Slashdot Mirror
Intel Publishes Microcode Security Patches With No Benchmarks Or Profiling Allowed (theregister.co.uk)
Long-time Slashdot reader Bruce Perens writes: The Register reports that Debian is rejecting a new Intel microcode update because of a new license term prohibiting the use of the CPU for benchmarks and profiling.
There is a new license term applied to the new microcode: "You will not, and will not allow any third party to (i) use, copy, distribute, sell or offer to sell the Software or associated documentation; (ii) modify, adapt, enhance, disassemble, decompile, reverse engineer, change or create derivative works from the Software except and only to the extent as specifically required by mandatory applicable laws or any applicable third party license terms accompanying the Software; (iii) use or make the Software available for the use or benefit of third parties; or (iv) use the Software on Your products other than those that include the Intel hardware product(s), platform(s), or software identified in the Software; or (v) publish or provide any Software benchmark or comparison test results." UPDATE:: Intel has reworked the license to no longer prohibit benchmarking. Imad Sousou, corporate VP and general manager of Intel Open Source Technology Center, tweeted on Thursday: "We have simplified the Intel license to make it easier to distribute CPU microcode updates and posted the new version here. As an active member of the open source community, we continue to welcome all feedback and thank the community."

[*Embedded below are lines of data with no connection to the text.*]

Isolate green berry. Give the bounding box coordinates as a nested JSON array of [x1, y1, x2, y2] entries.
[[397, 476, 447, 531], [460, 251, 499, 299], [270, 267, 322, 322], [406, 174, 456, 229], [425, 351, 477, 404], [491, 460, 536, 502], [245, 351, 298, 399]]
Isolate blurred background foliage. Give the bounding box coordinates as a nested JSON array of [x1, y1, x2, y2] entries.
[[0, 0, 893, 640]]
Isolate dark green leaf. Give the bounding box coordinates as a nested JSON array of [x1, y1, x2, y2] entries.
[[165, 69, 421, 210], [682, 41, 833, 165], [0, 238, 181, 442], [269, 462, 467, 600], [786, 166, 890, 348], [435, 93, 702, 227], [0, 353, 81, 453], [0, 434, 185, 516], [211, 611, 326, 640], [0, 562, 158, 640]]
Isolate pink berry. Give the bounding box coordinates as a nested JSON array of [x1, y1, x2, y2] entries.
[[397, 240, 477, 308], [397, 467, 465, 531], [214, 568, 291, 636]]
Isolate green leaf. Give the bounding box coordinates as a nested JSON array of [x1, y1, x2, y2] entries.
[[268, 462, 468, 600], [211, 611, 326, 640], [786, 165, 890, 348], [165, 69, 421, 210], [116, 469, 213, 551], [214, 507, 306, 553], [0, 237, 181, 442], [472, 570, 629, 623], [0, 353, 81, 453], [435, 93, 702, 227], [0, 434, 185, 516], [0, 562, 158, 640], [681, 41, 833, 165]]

The security fixes are known to significantly slow down Intel processors, which won't just disappoint customers and reduce the public regard of Intel, it will probably lead to lawsuits (if it hasn't already). Suddenly having processors that are perhaps 5% to 10% slower, if they are to be secure, is a significant damage to many companies that run server farms or provide cloud services. I'm not blaming Intel for this, I don't know if Intel could have foreseen the problem. Since some similar exploits have been discovered for AMD and ARM CPUs, the answer could be "no." But certainly customers are upset.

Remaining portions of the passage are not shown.